Brazilian oil giant Petrobras is scheduled to announce Friday, April 21, that Brazil has reached self-sufficiency in oil, guaranteed with the entry into operation of platform P-50.
The structure will be the largest in operation in Brazil, adding over 180,000 barrels of oil to Brazilian production. Last month, Petrobras produced 1.75 million barrels of oil a day.
Thirty years ago, Brazil imported almost all the oil consumed internally. The announcement of self-sufficiency takes place on the same day as Brazilian president Luiz Inácio Lula da Silva is going to visit the P-50 platform, installed in Albacora Leste field, in Campos Basin, on the coast of the state of Rio de Janeiro.

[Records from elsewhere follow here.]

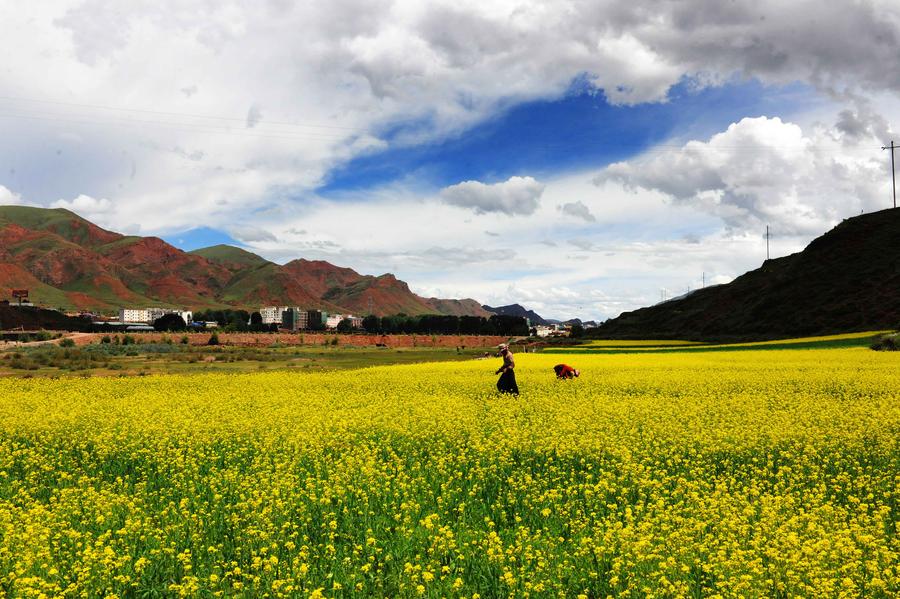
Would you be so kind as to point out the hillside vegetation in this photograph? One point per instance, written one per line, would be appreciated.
(68, 262)
(846, 280)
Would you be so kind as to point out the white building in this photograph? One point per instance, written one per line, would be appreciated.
(149, 315)
(272, 314)
(134, 315)
(334, 319)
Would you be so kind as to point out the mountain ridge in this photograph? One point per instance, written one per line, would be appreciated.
(66, 261)
(845, 280)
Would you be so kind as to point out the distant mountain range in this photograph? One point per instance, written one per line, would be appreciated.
(518, 310)
(846, 280)
(68, 262)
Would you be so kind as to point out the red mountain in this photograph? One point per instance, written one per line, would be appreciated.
(67, 262)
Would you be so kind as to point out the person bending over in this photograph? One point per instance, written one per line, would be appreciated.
(564, 371)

The site is the main oil producer in the country, answering to around 85% of the national oil production. A Floating Production, Storage and Offloading (FSPO) unit, the new platform will alone start answering to 11% of the total oil extracted in the country.

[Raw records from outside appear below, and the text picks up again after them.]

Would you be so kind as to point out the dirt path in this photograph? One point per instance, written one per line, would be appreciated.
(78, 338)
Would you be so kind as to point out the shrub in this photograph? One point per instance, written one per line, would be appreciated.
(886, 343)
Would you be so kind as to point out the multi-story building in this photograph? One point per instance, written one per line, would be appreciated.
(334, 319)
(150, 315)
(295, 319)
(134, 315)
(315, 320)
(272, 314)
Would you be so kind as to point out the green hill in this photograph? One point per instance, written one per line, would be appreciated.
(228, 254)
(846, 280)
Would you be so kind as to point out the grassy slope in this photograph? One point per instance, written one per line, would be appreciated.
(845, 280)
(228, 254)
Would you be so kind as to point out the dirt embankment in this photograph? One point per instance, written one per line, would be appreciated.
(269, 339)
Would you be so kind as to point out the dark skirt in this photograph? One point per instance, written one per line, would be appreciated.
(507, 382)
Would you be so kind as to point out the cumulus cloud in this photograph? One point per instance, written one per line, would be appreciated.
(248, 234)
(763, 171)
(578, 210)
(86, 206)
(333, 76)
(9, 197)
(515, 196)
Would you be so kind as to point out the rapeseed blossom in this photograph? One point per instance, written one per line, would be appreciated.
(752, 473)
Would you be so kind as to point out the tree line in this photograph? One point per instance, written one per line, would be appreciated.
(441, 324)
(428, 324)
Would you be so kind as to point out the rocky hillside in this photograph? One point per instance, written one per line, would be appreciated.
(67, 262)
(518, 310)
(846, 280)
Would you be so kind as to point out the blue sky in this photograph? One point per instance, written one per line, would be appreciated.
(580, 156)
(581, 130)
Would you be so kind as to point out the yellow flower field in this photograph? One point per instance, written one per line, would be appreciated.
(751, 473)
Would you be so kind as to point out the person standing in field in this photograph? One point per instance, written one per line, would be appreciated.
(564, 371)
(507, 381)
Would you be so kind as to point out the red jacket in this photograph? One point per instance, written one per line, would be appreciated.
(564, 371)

Apart from producing oil, P-50 will have capacity for compression of six million cubic meters of natural gas and will store another 1.6 million barrels of oil. According to the concept adopted by Petrobras, self-sufficiency is the availability of oil produced at equal or greater or equal volumes to the refining capacity in the country, for the supply of the domestic market.
Today, the domestic demand for the product is around 1.8 million barrels (the same as the National Refining Park), whereas production after the start of operation of the P-50 should reach year-end at a daily average of between 1.9 million and 1.91 million barrels.